No announcement has been made as to whether the police who murdered Taylor in her own home will be charged.
Meanwhile, while the cops who killed Taylor and Fizer are breathing free air, at least seven protesters in Lancaster Pennsylvania remain behind bars after Magisterial District Judge Bruce Roth set their bail at $1 million, a gross violation of the Eighth Amendment to the US Constitution, which states that “excessive bail shall not be required, nor excessive fines imposed, nor cruel and unusual punishments inflicted.”
The demonstrators were arrested Monday morning while protesting against the police killing on Sunday of 27-year-old Ricardo Munoz. Munoz suffered from bipolar disorder and schizophrenia. He was shot by an unnamed cop after lunging towards him, while appearing to be holding a knife. The police left Munoz’s uncovered corpse lying on the sidewalk for several hours after killing him.
Lancaster Bureau of Police Chief Jarrad Berkihiser urged the judge to set a punitively high bail amount. He said that while “we did not request a specific bail amount... we did request high bail for each individual we arrested due to the serious nature of the riot...”

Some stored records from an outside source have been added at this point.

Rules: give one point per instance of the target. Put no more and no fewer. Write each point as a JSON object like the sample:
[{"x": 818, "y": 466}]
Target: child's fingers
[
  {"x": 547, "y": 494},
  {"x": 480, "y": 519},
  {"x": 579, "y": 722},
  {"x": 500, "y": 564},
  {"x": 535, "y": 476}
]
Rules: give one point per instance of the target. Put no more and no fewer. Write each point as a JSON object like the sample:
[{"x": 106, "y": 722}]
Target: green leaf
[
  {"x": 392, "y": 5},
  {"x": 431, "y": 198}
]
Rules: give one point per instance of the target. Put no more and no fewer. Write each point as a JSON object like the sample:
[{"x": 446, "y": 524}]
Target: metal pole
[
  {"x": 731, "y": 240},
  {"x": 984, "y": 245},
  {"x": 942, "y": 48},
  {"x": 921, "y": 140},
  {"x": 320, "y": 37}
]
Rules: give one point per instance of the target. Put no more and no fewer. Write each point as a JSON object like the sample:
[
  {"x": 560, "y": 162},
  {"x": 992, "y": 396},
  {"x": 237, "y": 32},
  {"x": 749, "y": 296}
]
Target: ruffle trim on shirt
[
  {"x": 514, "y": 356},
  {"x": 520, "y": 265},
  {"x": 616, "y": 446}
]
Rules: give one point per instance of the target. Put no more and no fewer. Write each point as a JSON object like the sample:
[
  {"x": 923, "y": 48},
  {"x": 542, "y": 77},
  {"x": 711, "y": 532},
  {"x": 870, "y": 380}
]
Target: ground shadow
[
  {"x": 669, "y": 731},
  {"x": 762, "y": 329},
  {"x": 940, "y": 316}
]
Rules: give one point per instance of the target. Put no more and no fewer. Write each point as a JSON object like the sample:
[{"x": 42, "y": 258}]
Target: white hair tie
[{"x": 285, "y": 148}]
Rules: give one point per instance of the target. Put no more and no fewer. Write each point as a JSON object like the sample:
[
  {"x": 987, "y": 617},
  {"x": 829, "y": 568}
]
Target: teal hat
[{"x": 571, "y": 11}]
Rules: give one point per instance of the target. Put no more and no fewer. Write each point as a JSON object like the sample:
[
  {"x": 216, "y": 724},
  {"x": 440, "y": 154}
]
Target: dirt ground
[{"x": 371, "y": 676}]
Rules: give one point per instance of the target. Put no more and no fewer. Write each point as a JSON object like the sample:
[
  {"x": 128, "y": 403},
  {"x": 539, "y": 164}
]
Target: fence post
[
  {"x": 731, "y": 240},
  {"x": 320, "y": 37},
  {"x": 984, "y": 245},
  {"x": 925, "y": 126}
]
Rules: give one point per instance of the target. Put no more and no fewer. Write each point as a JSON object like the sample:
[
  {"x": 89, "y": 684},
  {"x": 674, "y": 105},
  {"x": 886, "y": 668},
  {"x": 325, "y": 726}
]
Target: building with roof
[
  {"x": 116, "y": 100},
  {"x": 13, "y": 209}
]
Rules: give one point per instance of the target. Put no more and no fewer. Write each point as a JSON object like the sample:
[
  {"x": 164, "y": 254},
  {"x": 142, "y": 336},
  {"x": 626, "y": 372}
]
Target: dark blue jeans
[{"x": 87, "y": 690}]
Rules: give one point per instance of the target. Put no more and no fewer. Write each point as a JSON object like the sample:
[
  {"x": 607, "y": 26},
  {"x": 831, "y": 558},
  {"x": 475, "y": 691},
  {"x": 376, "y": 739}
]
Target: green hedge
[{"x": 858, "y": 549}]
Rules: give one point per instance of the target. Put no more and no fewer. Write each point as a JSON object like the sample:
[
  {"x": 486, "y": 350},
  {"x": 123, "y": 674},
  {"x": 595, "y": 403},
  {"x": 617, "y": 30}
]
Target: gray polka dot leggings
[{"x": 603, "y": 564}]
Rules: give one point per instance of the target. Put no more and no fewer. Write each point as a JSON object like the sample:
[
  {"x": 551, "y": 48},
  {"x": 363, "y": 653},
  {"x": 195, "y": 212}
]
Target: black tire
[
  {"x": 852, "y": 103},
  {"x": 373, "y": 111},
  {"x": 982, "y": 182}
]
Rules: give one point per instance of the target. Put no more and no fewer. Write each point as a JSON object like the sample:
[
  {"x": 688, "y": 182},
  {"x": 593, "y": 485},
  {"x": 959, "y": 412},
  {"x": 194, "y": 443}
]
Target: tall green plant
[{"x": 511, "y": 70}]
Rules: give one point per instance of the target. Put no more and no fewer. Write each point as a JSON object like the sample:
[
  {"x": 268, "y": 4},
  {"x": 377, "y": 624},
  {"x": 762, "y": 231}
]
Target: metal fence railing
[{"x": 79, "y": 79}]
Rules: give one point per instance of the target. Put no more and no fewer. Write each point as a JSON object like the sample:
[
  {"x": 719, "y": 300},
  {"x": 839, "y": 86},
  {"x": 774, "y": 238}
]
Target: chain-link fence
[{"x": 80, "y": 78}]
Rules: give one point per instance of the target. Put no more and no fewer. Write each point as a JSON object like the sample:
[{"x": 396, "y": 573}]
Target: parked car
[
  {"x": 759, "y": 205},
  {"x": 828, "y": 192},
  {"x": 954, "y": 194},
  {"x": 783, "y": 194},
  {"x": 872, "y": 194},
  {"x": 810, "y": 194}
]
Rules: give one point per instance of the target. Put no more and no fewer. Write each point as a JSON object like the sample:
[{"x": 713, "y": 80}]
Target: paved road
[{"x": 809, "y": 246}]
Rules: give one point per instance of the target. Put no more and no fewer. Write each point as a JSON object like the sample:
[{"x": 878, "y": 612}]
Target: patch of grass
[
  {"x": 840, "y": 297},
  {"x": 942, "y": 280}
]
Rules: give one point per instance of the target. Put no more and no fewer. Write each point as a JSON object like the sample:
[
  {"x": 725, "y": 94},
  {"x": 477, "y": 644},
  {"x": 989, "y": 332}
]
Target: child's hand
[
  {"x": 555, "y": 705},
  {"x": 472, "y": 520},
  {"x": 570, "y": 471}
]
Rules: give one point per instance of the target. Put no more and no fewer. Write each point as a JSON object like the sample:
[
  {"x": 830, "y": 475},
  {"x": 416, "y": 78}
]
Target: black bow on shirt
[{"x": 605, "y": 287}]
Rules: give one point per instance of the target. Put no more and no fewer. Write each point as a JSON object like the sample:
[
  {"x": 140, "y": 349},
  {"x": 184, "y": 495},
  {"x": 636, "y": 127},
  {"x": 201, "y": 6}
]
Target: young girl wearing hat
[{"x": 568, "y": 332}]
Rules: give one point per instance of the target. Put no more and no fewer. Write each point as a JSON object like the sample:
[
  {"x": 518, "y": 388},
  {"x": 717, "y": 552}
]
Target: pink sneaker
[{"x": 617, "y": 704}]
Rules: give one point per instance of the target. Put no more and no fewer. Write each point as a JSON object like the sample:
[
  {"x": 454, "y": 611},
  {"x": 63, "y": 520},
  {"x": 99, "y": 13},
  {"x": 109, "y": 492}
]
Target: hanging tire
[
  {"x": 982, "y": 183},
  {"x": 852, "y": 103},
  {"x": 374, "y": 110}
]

Jamal Shariff Newman, Barry Jones, Yoshua Dwayne Montague, Matthew Modderman, Talia Gessner, Kathryn Patterson and Taylor Enterline were each charged with several felony and misdemeanor counts and had their bail set at $1 million. Six others were also arrested, however their bail information has yet to be released as of this writing.
According to a GoFundMe for Enterline, set up by her friend Hailee Paige, Taylor Enterline was working as a medic the night of the protests and has been participating in protests against police violence since 2018.
Reffie Shuford, executive director of the ACLU of Pennsylvania, issued a statement on Tuesday calling the bail amount “an egregious and unacceptable abuse of the bail system.” The statement continued, “Cash bail should never be used to deter demonstrators and chill speech.”